Russell T Davies has been feted by the critics and received high ratings for his reinvigorated Doctor Who, but should beware in case this is an instance of the Emperor’s New Clothes in a moribund TV environment. In his article (Alien resurrection, June 13), he acknowledges his debt to US genre TV in bringing back the show, going on to say that he isn’t going to analyse what worked in the new series – but the high standards of many US genre shows are a result of writers who cannot afford to ignore such analysis.
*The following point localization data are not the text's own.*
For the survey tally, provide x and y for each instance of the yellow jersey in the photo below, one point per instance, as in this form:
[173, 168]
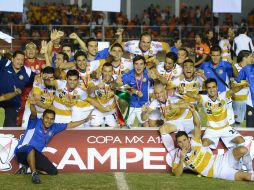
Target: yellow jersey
[216, 111]
[200, 159]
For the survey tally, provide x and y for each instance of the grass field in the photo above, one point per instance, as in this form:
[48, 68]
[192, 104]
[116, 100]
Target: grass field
[106, 181]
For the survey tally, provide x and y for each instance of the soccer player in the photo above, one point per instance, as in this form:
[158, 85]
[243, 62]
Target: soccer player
[103, 90]
[217, 125]
[194, 156]
[172, 110]
[244, 58]
[247, 74]
[86, 69]
[145, 46]
[222, 71]
[71, 102]
[43, 94]
[120, 64]
[191, 82]
[169, 69]
[182, 55]
[139, 81]
[36, 137]
[202, 50]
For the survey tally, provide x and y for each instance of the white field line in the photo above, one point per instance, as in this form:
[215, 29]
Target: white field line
[120, 181]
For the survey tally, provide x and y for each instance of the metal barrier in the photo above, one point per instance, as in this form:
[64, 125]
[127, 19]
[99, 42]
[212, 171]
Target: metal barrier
[26, 32]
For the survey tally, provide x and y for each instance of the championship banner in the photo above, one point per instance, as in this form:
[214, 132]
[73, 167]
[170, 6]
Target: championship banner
[91, 150]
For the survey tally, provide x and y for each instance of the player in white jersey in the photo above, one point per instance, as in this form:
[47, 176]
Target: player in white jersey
[192, 81]
[166, 71]
[172, 111]
[225, 47]
[120, 64]
[169, 69]
[86, 69]
[145, 46]
[194, 156]
[43, 94]
[103, 90]
[239, 99]
[217, 125]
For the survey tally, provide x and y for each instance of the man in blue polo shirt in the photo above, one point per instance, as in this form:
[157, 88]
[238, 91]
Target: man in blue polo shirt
[13, 73]
[139, 81]
[221, 71]
[247, 73]
[36, 137]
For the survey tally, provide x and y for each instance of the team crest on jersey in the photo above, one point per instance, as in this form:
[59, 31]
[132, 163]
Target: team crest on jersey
[150, 53]
[21, 77]
[50, 133]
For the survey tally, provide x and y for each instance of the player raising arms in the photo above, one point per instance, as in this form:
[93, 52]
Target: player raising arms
[217, 125]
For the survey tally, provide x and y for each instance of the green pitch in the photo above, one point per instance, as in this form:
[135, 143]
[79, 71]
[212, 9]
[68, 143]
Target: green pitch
[107, 181]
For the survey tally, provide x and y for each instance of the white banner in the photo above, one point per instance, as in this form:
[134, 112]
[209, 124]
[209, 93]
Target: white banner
[106, 5]
[227, 6]
[11, 5]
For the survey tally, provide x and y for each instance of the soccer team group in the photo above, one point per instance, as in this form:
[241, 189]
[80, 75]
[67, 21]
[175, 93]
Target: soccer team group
[62, 89]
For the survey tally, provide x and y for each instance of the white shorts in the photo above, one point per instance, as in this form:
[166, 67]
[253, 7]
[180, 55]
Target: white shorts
[230, 113]
[183, 125]
[224, 166]
[134, 112]
[156, 115]
[78, 114]
[26, 116]
[63, 119]
[226, 134]
[239, 110]
[100, 118]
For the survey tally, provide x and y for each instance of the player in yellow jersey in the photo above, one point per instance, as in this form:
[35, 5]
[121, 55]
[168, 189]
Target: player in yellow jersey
[43, 94]
[217, 125]
[172, 110]
[71, 102]
[103, 90]
[239, 99]
[85, 69]
[194, 156]
[192, 81]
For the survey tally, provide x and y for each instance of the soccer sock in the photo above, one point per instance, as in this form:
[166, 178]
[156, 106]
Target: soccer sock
[168, 142]
[252, 176]
[247, 161]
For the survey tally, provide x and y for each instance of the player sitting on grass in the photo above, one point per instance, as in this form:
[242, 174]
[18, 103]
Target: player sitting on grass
[194, 156]
[36, 137]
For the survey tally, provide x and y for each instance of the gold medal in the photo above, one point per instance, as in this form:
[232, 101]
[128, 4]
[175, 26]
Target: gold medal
[21, 77]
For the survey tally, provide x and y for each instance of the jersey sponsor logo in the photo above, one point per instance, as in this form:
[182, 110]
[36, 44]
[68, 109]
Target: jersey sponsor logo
[7, 146]
[21, 77]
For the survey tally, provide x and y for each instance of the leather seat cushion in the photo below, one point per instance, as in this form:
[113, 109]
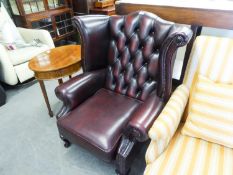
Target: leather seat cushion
[97, 124]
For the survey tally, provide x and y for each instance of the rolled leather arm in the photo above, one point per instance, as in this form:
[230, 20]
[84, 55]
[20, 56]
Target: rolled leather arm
[78, 89]
[144, 117]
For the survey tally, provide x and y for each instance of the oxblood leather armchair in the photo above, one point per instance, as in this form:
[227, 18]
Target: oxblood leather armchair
[127, 79]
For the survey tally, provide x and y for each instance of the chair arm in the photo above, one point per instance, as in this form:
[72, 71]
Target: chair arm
[166, 124]
[43, 35]
[7, 71]
[144, 117]
[78, 89]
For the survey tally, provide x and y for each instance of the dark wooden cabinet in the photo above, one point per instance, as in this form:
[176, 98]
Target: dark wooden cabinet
[52, 15]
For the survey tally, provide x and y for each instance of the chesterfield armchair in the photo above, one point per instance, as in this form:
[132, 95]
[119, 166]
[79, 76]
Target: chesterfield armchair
[171, 151]
[127, 63]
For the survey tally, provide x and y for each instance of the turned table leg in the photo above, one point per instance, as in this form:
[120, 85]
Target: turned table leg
[42, 86]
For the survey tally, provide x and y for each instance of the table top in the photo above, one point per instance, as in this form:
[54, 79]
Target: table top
[56, 59]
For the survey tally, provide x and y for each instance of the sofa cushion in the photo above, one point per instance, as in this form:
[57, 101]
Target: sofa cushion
[23, 55]
[210, 115]
[186, 155]
[98, 123]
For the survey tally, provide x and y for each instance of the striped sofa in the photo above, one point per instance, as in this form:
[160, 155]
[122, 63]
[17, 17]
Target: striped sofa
[170, 152]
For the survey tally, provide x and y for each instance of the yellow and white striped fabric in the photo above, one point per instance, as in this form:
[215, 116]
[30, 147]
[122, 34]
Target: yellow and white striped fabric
[211, 112]
[191, 156]
[166, 124]
[212, 57]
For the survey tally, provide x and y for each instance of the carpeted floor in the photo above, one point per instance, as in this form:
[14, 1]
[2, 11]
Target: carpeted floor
[30, 144]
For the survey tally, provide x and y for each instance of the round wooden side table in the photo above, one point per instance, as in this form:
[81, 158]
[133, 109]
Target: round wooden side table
[55, 64]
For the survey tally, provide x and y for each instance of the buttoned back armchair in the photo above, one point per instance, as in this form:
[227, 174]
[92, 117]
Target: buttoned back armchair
[127, 63]
[170, 150]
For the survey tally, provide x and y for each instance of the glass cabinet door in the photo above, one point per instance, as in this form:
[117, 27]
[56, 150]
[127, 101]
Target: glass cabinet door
[33, 6]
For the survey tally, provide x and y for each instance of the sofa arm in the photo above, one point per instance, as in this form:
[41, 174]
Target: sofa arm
[166, 124]
[7, 71]
[95, 35]
[78, 89]
[144, 117]
[43, 35]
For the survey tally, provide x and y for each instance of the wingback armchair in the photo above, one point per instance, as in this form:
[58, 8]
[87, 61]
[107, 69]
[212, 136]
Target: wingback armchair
[14, 63]
[171, 150]
[127, 63]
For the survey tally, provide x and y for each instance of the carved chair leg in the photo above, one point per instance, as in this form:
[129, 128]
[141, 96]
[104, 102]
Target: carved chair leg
[123, 159]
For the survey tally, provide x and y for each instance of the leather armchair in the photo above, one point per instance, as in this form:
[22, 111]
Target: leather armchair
[127, 79]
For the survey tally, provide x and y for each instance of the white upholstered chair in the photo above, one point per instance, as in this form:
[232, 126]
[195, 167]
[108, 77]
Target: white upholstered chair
[14, 63]
[170, 151]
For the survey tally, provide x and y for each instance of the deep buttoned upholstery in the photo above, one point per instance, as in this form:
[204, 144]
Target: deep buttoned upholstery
[127, 79]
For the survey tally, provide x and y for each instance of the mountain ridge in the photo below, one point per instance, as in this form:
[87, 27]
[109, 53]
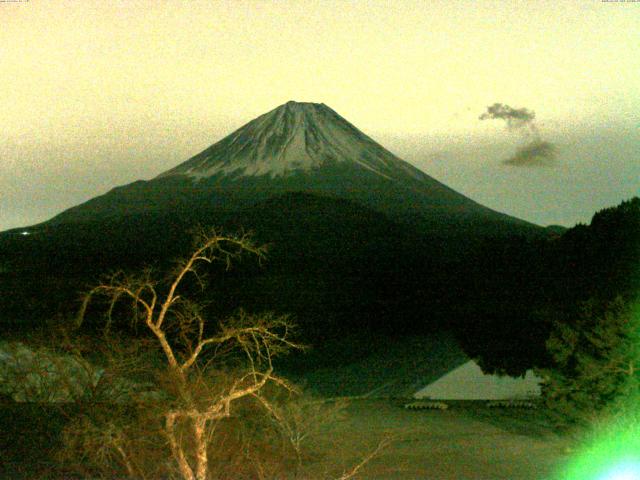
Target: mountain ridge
[305, 147]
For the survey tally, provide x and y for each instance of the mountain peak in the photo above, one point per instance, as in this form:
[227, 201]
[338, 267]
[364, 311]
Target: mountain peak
[293, 138]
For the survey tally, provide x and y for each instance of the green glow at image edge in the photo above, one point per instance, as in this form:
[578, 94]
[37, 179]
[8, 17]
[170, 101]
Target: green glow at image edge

US TV has never been afraid of showing its love for genre, epitomised by its most creative architects in whatever field. Davies, on the evidence of this series, seems either embarrassed by the genre he has chosen to work in or lacking the imagination to come up with strong plots; lazily plucking every available issue-of-the-day and adding some dazzling special effects, lowbrow humour and Hollyoaks moments does not a good story make. Davies notes that “if you can laugh and cry in the middle of a story, the adventure is that much better” but needs to ensure that, like his US peers, he has a beginning, middle and end in which to do so.
Which is probably the best critique of RTD I’ve ever seen. Mr Paine should consider a career as a tv reviewer.